FDN tracks the Dow Jones Internet Composite Index, which is essentially a measure of all the large-cap internet-focused firms in the United States. You’re getting search/advertising giants like Alphabet Inc (NASDAQ:GOOG, NASDAQ:GOOGL), travel sites like Expedia Inc (NASDAQ:EXPE) and even online brokers like TD Ameritrade Holding Corp. (NASDAQ:AMTD). If it operates a website and derives the bulk of its revenues from that site, then FDN has it.
The real benefit of that focus has been FDN’s returns.
Since launching in 2008, FDN has had a staggering cumulative return of 344%. That works out to be around 14.08% annually. Moreover, that performance crushes the broader XLK, which only returned about 9% annually in that time.
Add in FDN’s low expense ratio of 0.54%, and you have one of the best tech ETFs to buy.
Best Tech ETFs to Buy: iShares Exponential Technologies ETF (XT)
The tech sector is always at the forefront of innovation. The problem is, when you’re looking into the future, you’re not exactly sure what’s going to stick. For every cloud computing, there are VR headsets.
To play the upcoming decades right, you could cobble together a stock or two from each hottest trend and see if they make or it. Or you could just buy one of the tech ETFs that bet on “exponential” technology.
As the first and oldest fund in the sector, the iShares Exponential Technologies ETF (NYSEARCA:XT) should be first on your list.
The $900 million ETF, invests in the newest of the new. That includes various technology sub-themes like cloud computing, robotics, bioinformatics, nanotechnology and more. In total, the ETF owns nearly 200 different cutting-edge tech firms. But here’s the real beauty, XT isn’t just focused on “tech” companies. Healthcare, industrial and even consumer discretionary stocks make their way into the ETF. This allows investors to participate across the board of firms offering high-tech solutions in their respective industries.

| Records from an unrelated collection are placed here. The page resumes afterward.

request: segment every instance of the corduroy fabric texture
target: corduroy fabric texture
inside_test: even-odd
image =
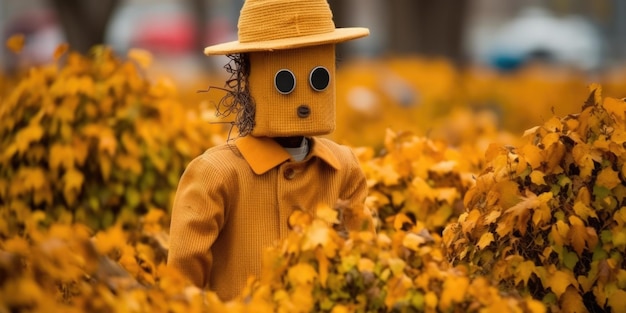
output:
[[[323,91],[309,85],[311,70],[324,66],[330,84]],[[288,69],[296,77],[295,90],[281,94],[274,75]],[[335,46],[322,45],[274,52],[250,53],[250,94],[255,103],[252,136],[316,136],[335,130]],[[298,107],[307,105],[311,114],[298,117]]]
[[[284,238],[294,210],[348,200],[348,229],[371,228],[365,176],[352,151],[322,138],[294,162],[270,138],[243,137],[193,160],[176,193],[168,265],[222,300],[260,275],[263,249]]]
[[[335,28],[326,0],[247,0],[238,40],[212,45],[207,55],[271,51],[338,43],[367,36],[363,27]]]

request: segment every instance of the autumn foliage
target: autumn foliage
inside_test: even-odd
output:
[[[20,44],[9,42],[15,51]],[[448,94],[463,79],[478,86],[475,76],[410,63],[446,71],[434,80],[402,72],[434,90],[408,110],[420,119],[449,114],[430,121],[431,136],[410,124],[381,131],[383,122],[375,134],[359,131],[375,142],[354,151],[376,234],[341,230],[337,208],[298,211],[293,231],[264,254],[262,275],[223,302],[165,260],[178,178],[228,129],[207,122],[212,111],[182,103],[172,82],[151,81],[144,51],[66,50],[0,90],[0,312],[626,307],[626,103],[603,98],[598,85],[580,113],[548,118],[519,138],[499,129],[497,116],[456,106],[481,97]],[[397,78],[401,68],[376,71]],[[355,84],[374,79],[353,70],[338,74]],[[341,107],[349,87],[338,88]],[[435,112],[435,103],[446,106]],[[359,115],[338,121],[351,118]]]
[[[171,81],[149,82],[147,52],[121,60],[63,46],[31,68],[0,106],[0,233],[20,212],[93,229],[167,209],[187,161],[211,144],[211,125],[183,106]],[[17,220],[16,220],[17,219]],[[17,222],[17,223],[16,223]]]
[[[626,308],[626,102],[591,86],[582,112],[492,146],[444,231],[453,264],[568,312]]]

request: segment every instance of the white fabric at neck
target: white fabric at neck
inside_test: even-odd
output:
[[[302,142],[300,146],[297,148],[285,148],[291,157],[296,161],[300,162],[304,160],[307,154],[309,154],[309,141],[306,138],[302,138]]]

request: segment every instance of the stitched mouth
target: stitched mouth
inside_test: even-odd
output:
[[[298,117],[307,118],[309,115],[311,115],[311,108],[308,105],[303,104],[298,107]]]

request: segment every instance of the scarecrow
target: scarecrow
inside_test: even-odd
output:
[[[168,265],[222,300],[261,271],[263,249],[284,238],[295,210],[343,207],[348,230],[373,230],[365,176],[335,127],[335,44],[369,34],[335,28],[326,0],[247,0],[227,55],[232,77],[218,112],[239,137],[187,166],[172,208]]]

In the end, XT could be one of the best tech ETFs for long-term investors to own as these cutting-edge ideas take hold.
Best Tech ETFs to Buy: Guggenheim China Technology ETF (CQQQ)
What happens when you combine one of the fastest growing sectors in the market with one of the fastest growing nations? You get a recipe for long-term success.
The Guggenheim China Technology ETF (NYSEARCA:CQQQ) seems like an odd choice in that it tracks 74 Chinese technology stocks. But believe me, this is one of the tech ETFs that should be on your list. China really is a tech powerhouse and it is as much about technology as the U.S.
For starters, the nation boasts one of the largest mobile phone and internet user bases in the world. This has helped it curate a rich ecosystem devoted to online gaming, shopping and entertainment. Ever hear the names Alibaba Group Holding Ltd (NYSE:BABA) or Ctrip.Com International Ltd (ADR) (NASDAQ:CTRP)? Thought so.
Meanwhile, many Chinese hardware brands are becoming staples across the world. Think Lenovo Group Limited (ADR) (OTCMKTS:LNVGY) for computers or Huawei for smartphones and other gadgets. The nation is a dominant solar panel and semiconductor producer … the list goes on and on.
As a result, CQQQ could be a great long-term play as China emerges and becomes a ‘superpower’ — one that runs on a hefty dose of tech.
As of this writing, Aaron Levitt was long XT.